Carrera v. Ayers

Summarized by:

  • Court: 9th Circuit Court of Appeals Archives
  • Area(s) of Law: Habeas Corpus
  • Date Filed: 11-06-2012
  • Case #: 08-99007
  • Judge(s)/Court Below: En banc; Circuit Judge W. Fletcher for the Court; Chief Judge Kozinski and Circuit Judges Fisher, Berzon, Tallman, Clifton, Ikuta, N. R. Smith, Murguia, and Christen; Dissent by Circuit Judge Pregerson
  • Full Text Opinion

A claim for ineffective assistance of counsel for failure to make a Wheeler objection, in 1990, can only be met if the defendant shows that there was a prima facie case for unlawful discrimination and shows that "there is a reasonable probability that, but for counsel's unprofessional errors, the result of the proceeding would have been different."

Constantino Carrera was convicted of first degree murder and was sentenced to death for killing a white couple during a robbery. The California Supreme Court affirmed the conviction, and Carrera filed his habeas corpus petition in 1990. The federal district court set aside Carrera’s death sentence because the court found several instances of prosecutorial misconduct. The district court denied Carrera’s ineffective assistance of counsel claim for not making a Wheeler objection. Carrera appealed arguing that the failure to make the objection was ineffective assistance of counsel and a violation of his Sixth Amendment right to counsel. The Ninth Circuit evaluated the ineffective assistance of counsel claim under the Strickland standard and concluded that Carrera did not carry his burden of showing prejudice because his counsel failed to make a Wheeler objection.
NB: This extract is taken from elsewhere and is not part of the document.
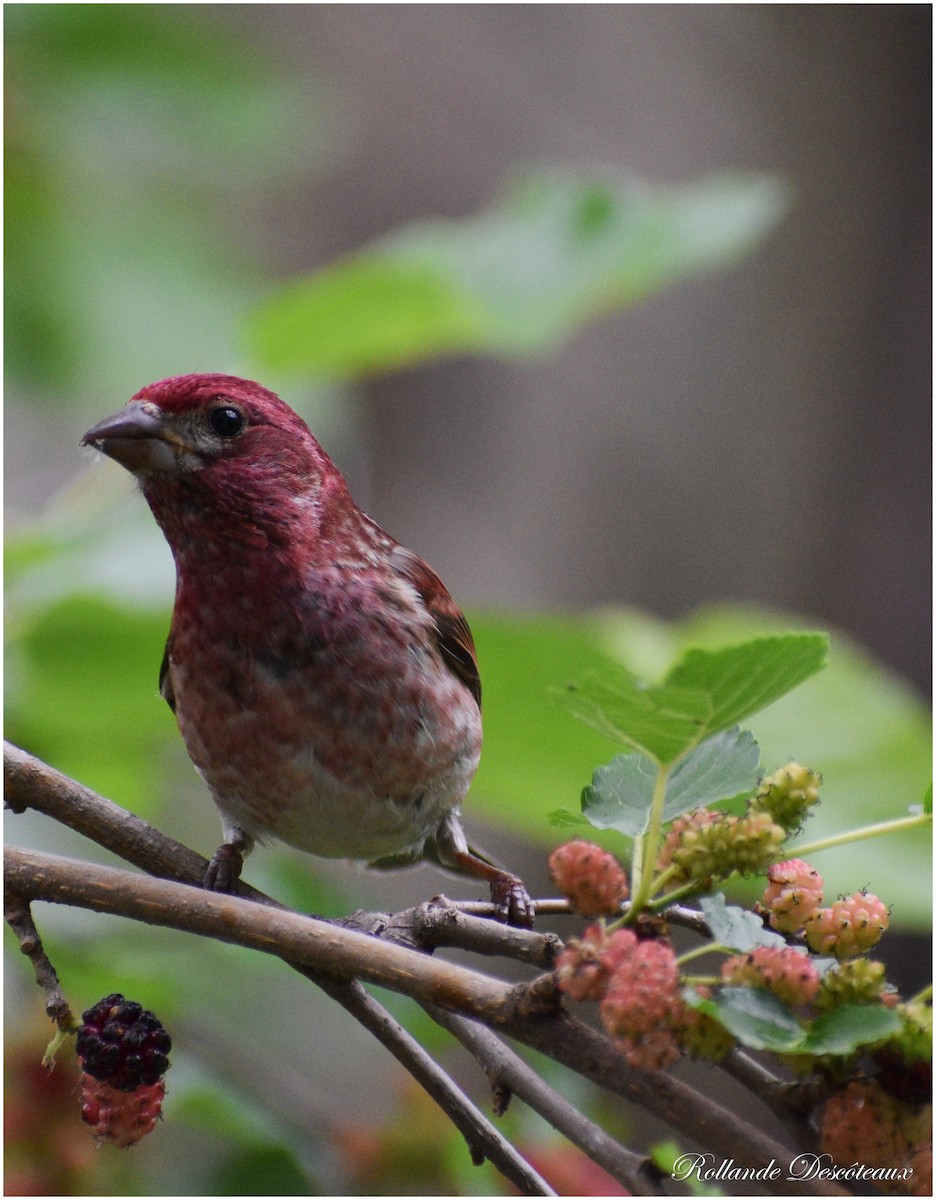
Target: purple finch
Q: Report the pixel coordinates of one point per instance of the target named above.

In 1990, the Wheeler objection required a showing of a prima facie case for unlawful discrimination. The record suggested that there was only one problematic peremptory challenge made by the prosecution where there was no obvious non-discriminatory reason. However the other five challenges of Hispanic-surnamed venirepersons were not problematic, two other Hispanic-surnamed persons were selected on the jury, and one Hispanic-surnamed person was seated as an alternate. The Ninth Circuit said that the Wheeler objection required a stronger showing to establish a prima facie case for unlawful discrimination. The Ninth Circuit said that Carrera failed to show that his counsel’s failure to object to the prosecutor’s peremptory strikes was prejudicial. Therefore, the Ninth Circuit concluded that Carrera did not show a “reasonable probability” that he would have succeeded under Wheeler and did not establish under Strickland a claim for ineffective assistance of counsel. AFFIRMED.